Chris Stott who manages the $970 million listed investment company WAM Capital Limited (ASX: WAM) recently penned an article titled ‘5 factors to look for when assessing management’.
In the article Mr Stott addressed five key attributes his team looks for when assessing the qualitative aspects of a company’s management.
Those five key criteria were:
Verbal and non-verbal communication
Track record of success
Alignment of remuneration and incentives
Consistency of ‘story’ over time
While all five of these factors are arguably as important as each other, let’s hone in on two…
Backing the jockey
Obviously some business people and entrepreneurs are better than others at creating value for shareholders.
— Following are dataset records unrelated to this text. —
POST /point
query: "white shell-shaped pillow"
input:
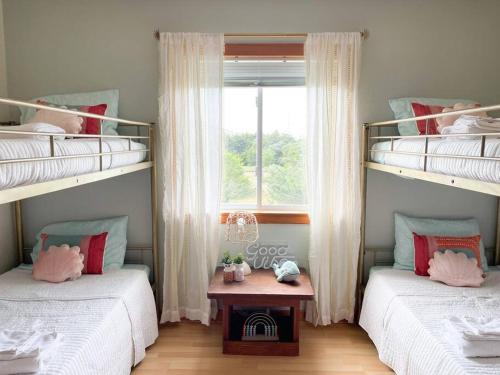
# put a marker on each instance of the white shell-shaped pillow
(455, 269)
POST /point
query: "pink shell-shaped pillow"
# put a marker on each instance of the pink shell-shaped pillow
(58, 264)
(455, 269)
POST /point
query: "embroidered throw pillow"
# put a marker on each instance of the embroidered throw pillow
(426, 246)
(91, 247)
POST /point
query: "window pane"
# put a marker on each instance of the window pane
(240, 134)
(284, 127)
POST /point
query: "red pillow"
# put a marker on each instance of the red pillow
(91, 247)
(426, 246)
(89, 125)
(424, 110)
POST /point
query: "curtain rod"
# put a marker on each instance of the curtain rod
(364, 35)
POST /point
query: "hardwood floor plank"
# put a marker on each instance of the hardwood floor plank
(191, 348)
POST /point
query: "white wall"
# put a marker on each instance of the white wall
(8, 254)
(445, 48)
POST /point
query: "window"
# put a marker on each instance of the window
(264, 135)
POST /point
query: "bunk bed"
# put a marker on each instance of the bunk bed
(106, 321)
(402, 312)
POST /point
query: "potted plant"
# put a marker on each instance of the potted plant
(239, 271)
(227, 261)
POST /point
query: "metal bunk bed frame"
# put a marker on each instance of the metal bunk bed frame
(16, 194)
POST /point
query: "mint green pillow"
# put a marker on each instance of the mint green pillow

When an investor can identify a manager with a track record of success it can be sensible to back this proven, highly skilled manager.
Mr Stott outlined two examples where this strategy has previously worked.
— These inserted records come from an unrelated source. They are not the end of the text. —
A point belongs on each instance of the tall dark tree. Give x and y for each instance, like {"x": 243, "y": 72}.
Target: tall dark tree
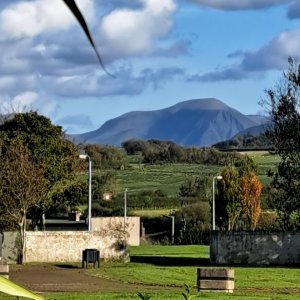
{"x": 46, "y": 146}
{"x": 23, "y": 186}
{"x": 284, "y": 104}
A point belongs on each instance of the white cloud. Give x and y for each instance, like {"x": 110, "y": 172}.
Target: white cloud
{"x": 133, "y": 31}
{"x": 240, "y": 4}
{"x": 31, "y": 18}
{"x": 26, "y": 101}
{"x": 272, "y": 56}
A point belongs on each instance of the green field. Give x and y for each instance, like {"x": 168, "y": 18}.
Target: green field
{"x": 168, "y": 177}
{"x": 162, "y": 271}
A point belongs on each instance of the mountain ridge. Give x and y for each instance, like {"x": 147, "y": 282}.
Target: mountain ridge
{"x": 195, "y": 122}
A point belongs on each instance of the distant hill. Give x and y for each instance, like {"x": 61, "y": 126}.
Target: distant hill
{"x": 199, "y": 122}
{"x": 250, "y": 138}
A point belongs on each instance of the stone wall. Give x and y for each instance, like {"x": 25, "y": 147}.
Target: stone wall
{"x": 67, "y": 246}
{"x": 132, "y": 227}
{"x": 259, "y": 248}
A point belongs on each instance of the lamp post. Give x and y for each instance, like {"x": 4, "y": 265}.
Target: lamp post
{"x": 125, "y": 208}
{"x": 85, "y": 156}
{"x": 213, "y": 202}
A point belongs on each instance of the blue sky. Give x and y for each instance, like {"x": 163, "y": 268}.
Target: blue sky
{"x": 161, "y": 52}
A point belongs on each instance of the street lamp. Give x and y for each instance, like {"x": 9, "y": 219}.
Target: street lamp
{"x": 214, "y": 208}
{"x": 125, "y": 208}
{"x": 85, "y": 156}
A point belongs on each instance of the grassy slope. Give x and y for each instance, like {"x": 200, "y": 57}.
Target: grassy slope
{"x": 167, "y": 268}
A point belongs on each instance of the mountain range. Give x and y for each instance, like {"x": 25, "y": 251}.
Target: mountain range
{"x": 197, "y": 122}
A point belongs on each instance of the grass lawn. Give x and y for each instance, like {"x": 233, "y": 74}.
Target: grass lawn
{"x": 173, "y": 266}
{"x": 162, "y": 271}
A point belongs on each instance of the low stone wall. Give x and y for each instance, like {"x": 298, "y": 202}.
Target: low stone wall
{"x": 67, "y": 246}
{"x": 132, "y": 227}
{"x": 258, "y": 248}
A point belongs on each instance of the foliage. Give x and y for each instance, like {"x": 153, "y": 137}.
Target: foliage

Firstly, an ex-CEO of REA Group Limited (ASX: REA) went to work for the Asia-focussed real estate business iProperty Group Ltd (ASX: IPP). iProperty has also turned out to be a solid share market performer.
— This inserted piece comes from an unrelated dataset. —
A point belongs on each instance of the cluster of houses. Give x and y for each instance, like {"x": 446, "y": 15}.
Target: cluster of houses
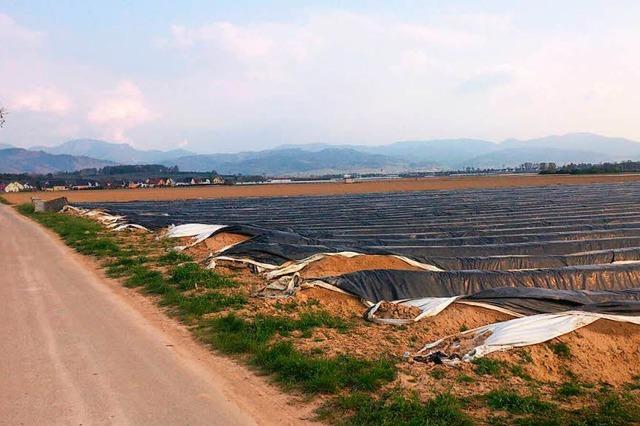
{"x": 85, "y": 184}
{"x": 15, "y": 187}
{"x": 168, "y": 182}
A second example was the when the team which had been successfully running financial services firm FlexiGroup Limited (ASX: FXL) left and joined Eclipx Group Ltd (ASX: ECX). Since listing in early 2015 the share price of Eclipx has increased by over 50%.
Skin in the game
Another important attribute to identify amongst managers is whether they “eat their own cooking.” Incentives, remuneration structures and share ownership all play a critical role in achieving the right motivations from decision makers.
Mr Stott highlighted two firms, Corporate Travel Management Ltd (ASX: CTD) and Technology One Limited (ASX: TNE) where he believed the alignment of remuneration and incentives has been successfully achieved.